I am not sure to what extent I’m an ascetic, although what that precisely means in practice varies in monastic orders, but in some ways I see myself as a monk at heart. All in Jesus are called to be separate from the world system, since in Jesus we’re not of the world anymore than he is (John 17). How Christians live that out can vary as well. It is not a sin to happen to make a lot of money, and have worldly wealth, and surely a kind of built in monkish, or monastic discipline ought to accompany that.

Unfortunately in too many of our Christian traditions, to live simply on purpose for Christ and the gospel is not a focus, and not taught in our churches, I’m afraid.
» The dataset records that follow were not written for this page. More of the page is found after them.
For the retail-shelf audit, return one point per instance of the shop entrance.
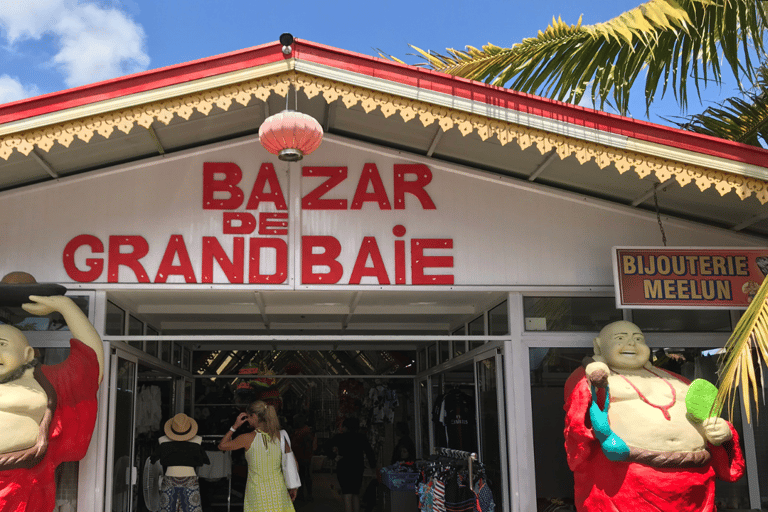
(212, 375)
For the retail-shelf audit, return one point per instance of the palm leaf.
(746, 348)
(741, 119)
(671, 39)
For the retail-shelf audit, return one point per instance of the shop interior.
(373, 374)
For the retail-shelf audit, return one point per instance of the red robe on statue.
(602, 486)
(76, 382)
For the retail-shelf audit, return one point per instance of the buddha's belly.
(643, 426)
(19, 432)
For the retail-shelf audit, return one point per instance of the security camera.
(286, 40)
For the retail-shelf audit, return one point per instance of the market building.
(448, 240)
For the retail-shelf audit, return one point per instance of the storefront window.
(165, 351)
(459, 346)
(550, 368)
(569, 313)
(152, 345)
(424, 417)
(135, 328)
(445, 350)
(682, 320)
(498, 320)
(476, 328)
(432, 355)
(115, 320)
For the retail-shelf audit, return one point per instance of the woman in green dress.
(265, 490)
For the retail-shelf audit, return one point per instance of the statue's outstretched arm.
(77, 322)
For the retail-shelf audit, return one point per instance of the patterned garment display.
(445, 487)
(180, 494)
(265, 490)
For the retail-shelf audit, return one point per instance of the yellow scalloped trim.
(203, 102)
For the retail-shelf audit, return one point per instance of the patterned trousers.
(180, 494)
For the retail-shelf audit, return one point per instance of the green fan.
(700, 400)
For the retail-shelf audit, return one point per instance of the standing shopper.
(265, 489)
(180, 451)
(304, 444)
(351, 446)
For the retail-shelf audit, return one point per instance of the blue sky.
(50, 45)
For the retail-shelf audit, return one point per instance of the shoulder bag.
(290, 466)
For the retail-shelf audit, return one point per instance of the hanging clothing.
(265, 489)
(383, 402)
(445, 487)
(454, 415)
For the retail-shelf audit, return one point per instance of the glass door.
(490, 421)
(122, 470)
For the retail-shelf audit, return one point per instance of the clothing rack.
(459, 455)
(215, 438)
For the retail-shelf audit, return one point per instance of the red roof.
(386, 70)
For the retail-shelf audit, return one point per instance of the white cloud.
(97, 44)
(12, 90)
(94, 43)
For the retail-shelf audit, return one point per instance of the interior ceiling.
(246, 312)
(232, 312)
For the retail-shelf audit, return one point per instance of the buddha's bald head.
(622, 345)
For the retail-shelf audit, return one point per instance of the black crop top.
(180, 453)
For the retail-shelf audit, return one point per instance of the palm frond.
(746, 349)
(672, 40)
(742, 119)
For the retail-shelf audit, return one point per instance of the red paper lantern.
(290, 135)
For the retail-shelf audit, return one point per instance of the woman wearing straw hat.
(265, 490)
(180, 451)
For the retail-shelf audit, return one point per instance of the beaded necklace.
(663, 408)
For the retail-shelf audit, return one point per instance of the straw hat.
(180, 428)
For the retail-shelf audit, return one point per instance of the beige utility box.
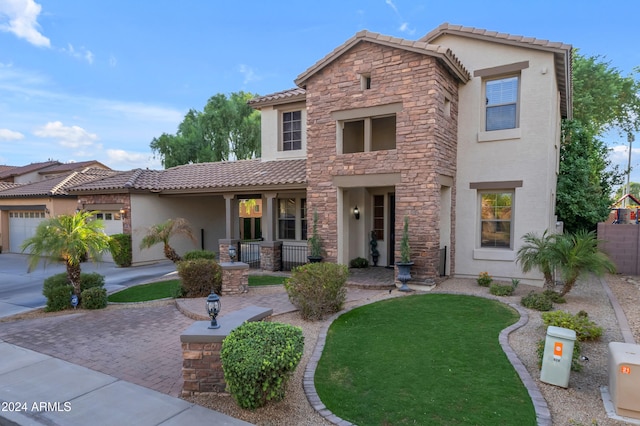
(624, 378)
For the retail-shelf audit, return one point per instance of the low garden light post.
(213, 309)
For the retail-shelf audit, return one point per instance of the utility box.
(624, 378)
(558, 353)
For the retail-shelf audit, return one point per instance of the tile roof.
(562, 54)
(286, 96)
(205, 177)
(443, 54)
(53, 187)
(21, 170)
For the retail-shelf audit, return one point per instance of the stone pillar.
(235, 278)
(271, 256)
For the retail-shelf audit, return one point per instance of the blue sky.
(83, 80)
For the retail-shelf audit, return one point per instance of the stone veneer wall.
(426, 142)
(123, 199)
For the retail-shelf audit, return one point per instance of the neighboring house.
(24, 206)
(458, 131)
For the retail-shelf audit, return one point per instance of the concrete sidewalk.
(37, 389)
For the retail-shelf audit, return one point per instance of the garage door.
(22, 225)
We don’t necessarily buy into the vision of the American dream, in fact, in many ways we may repudiate it. But we all too often live in the default of what we know, not realizing there may be other options, or ways to live, which may avoid much of the unnecessary overhead imposed on our society. Of course the American economic system is built on people buying more and more things they don’t need.
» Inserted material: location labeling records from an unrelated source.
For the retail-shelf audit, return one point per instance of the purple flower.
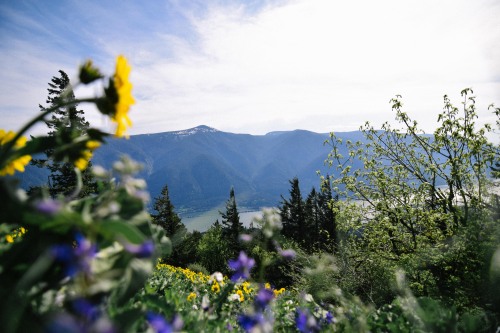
(329, 318)
(264, 296)
(288, 254)
(48, 206)
(246, 238)
(160, 325)
(306, 323)
(77, 258)
(242, 266)
(85, 309)
(144, 250)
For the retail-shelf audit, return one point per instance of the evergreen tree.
(66, 123)
(293, 213)
(166, 217)
(312, 210)
(231, 225)
(327, 220)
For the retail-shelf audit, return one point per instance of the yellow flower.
(124, 91)
(86, 155)
(18, 163)
(191, 296)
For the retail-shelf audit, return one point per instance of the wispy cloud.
(320, 65)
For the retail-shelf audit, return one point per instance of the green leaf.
(115, 229)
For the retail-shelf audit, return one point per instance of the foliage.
(170, 222)
(396, 213)
(73, 258)
(311, 222)
(66, 124)
(411, 257)
(231, 224)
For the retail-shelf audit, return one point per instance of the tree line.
(444, 238)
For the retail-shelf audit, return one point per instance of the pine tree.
(166, 217)
(292, 213)
(231, 225)
(312, 210)
(66, 122)
(327, 220)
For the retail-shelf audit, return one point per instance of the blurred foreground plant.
(77, 257)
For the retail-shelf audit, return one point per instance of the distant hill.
(201, 164)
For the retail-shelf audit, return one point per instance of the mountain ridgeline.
(200, 165)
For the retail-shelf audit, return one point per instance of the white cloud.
(320, 65)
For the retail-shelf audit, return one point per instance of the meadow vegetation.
(408, 243)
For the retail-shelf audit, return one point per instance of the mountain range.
(201, 164)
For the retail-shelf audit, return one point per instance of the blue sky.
(256, 66)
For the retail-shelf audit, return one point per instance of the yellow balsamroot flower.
(124, 91)
(191, 296)
(18, 163)
(83, 161)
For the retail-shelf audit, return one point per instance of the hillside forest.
(409, 242)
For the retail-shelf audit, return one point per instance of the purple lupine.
(305, 322)
(329, 318)
(160, 325)
(144, 250)
(288, 254)
(248, 322)
(264, 296)
(242, 266)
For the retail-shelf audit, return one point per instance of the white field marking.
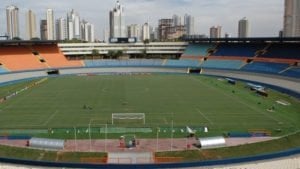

Paul was a model to the people of his day of one who followed Christ, and we should learn what we can from his example found in scripture to do the same. And a big part of that was contentedness, no matter what his lot. I’m sure when the extra money came in, while he may have not been averse to living it up a little, or enjoying this or that which otherwise he couldn’t have, by and large he used what extra he had to meet needs of others, to help the poor, a big priority for Christianity, prominent in the New Testament (and throughout the Bible, for that matter).
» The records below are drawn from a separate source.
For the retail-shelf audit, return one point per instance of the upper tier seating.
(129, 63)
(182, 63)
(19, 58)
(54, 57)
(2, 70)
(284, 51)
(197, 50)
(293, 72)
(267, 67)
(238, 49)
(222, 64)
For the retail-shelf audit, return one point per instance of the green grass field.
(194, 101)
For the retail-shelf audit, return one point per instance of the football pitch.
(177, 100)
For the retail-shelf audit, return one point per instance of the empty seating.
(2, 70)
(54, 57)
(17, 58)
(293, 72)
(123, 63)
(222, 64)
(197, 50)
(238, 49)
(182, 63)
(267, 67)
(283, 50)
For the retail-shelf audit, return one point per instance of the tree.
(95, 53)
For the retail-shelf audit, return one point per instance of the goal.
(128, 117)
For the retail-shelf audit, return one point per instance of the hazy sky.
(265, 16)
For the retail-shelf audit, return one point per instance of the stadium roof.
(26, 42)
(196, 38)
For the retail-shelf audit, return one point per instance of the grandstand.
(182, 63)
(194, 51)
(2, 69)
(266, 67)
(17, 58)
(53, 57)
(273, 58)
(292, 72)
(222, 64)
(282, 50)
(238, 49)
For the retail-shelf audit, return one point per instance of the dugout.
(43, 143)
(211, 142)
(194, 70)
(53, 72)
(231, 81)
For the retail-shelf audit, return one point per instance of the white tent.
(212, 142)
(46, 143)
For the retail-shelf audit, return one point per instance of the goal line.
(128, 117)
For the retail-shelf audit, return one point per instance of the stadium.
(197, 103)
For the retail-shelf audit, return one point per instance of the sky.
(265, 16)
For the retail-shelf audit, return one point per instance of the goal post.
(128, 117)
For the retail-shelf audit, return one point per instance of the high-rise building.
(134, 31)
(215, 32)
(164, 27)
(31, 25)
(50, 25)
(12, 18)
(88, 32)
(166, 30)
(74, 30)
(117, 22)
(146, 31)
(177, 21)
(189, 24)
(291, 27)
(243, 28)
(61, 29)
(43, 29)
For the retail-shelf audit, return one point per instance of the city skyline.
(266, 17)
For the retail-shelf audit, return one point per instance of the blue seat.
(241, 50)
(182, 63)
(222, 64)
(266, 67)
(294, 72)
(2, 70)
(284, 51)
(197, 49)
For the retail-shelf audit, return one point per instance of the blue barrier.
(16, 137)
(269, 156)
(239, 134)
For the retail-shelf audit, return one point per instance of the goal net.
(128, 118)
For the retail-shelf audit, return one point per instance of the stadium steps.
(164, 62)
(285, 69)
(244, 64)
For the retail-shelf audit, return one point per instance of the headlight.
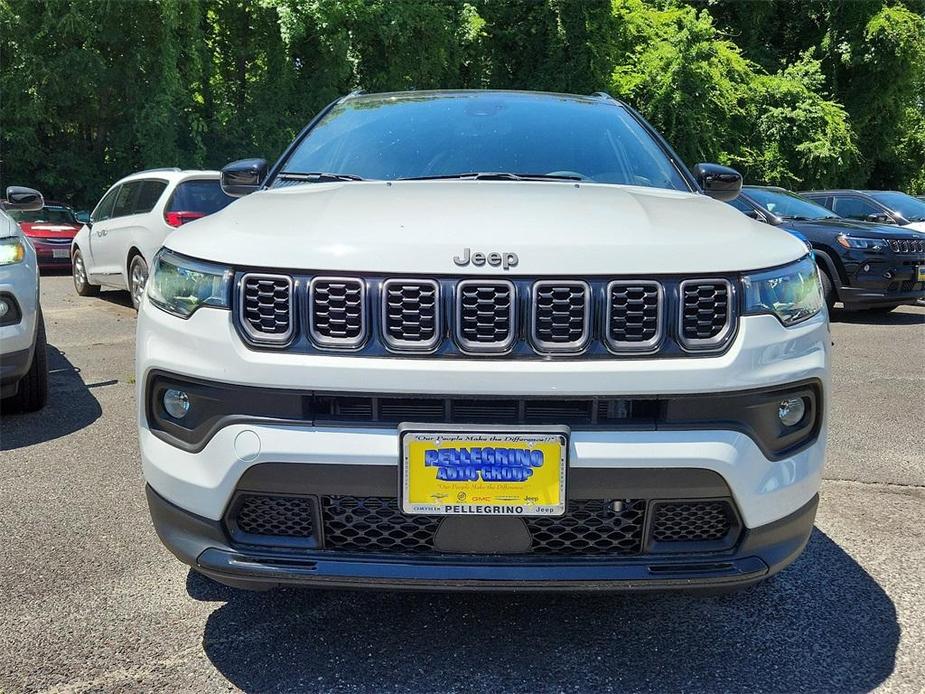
(12, 250)
(181, 285)
(793, 293)
(858, 242)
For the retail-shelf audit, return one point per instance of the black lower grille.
(695, 521)
(590, 527)
(373, 523)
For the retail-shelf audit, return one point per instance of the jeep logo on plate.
(505, 259)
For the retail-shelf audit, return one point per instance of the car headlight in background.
(862, 243)
(12, 250)
(793, 293)
(180, 285)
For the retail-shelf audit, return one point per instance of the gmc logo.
(505, 259)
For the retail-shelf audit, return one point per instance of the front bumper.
(203, 544)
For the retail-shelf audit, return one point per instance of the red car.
(51, 231)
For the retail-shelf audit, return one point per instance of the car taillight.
(176, 219)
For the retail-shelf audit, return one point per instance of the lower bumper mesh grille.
(590, 527)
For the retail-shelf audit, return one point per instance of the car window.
(741, 205)
(853, 207)
(434, 135)
(148, 195)
(125, 201)
(103, 210)
(203, 196)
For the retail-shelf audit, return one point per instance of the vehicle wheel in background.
(137, 279)
(828, 290)
(33, 387)
(81, 279)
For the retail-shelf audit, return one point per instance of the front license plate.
(452, 473)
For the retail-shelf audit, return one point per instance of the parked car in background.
(131, 221)
(863, 265)
(23, 358)
(882, 206)
(50, 229)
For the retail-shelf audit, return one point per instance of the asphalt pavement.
(90, 600)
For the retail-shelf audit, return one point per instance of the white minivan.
(131, 221)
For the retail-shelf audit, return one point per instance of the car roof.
(170, 175)
(597, 97)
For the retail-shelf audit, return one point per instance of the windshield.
(788, 205)
(47, 215)
(909, 207)
(444, 135)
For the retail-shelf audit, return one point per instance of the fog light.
(791, 411)
(176, 403)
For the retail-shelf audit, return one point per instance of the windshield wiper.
(495, 176)
(317, 176)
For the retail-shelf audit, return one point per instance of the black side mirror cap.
(243, 177)
(719, 182)
(25, 199)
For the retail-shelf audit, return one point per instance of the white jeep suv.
(482, 340)
(129, 224)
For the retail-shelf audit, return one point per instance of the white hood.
(420, 226)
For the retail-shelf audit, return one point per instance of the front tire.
(137, 279)
(81, 279)
(33, 387)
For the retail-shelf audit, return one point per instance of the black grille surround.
(266, 307)
(376, 525)
(495, 318)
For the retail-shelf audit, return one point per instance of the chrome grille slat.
(486, 313)
(635, 316)
(705, 319)
(265, 305)
(561, 315)
(410, 314)
(337, 315)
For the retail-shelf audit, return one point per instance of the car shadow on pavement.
(822, 625)
(71, 407)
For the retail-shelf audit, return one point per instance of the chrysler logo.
(503, 259)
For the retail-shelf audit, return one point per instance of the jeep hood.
(420, 226)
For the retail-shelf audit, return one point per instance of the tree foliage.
(802, 94)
I don’t see my life as a good model for all of this, however I have awakened in later years to understand what it takes to live out what I actually originally set out to do. Yet failed to some extent, due to the influence of the world. Now, while it’s too late to change water that’s gone under the bridge, I can say that I’m more content than ever with simplicity, and the routine the Lord has given me with my wife and family, and with the job I have. As long as I can have a scripture in hand with a cup of coffee, and hopefully do good works and pray, and have my nose in a good book along the way, I’m happy. The extra frills, like a glass of wine, or a nice vacation trip are certainly good as well. We in Jesus learn to receive all of life as a gift from God, including the more difficult times. It is something we are to continue to work at and grow in, and as Paul indicates, true of his own experience, it’s an acquired discipline, one might even say an acquired taste. So that more and more this is the rhythm and pattern in how we live with others in the way of Jesus.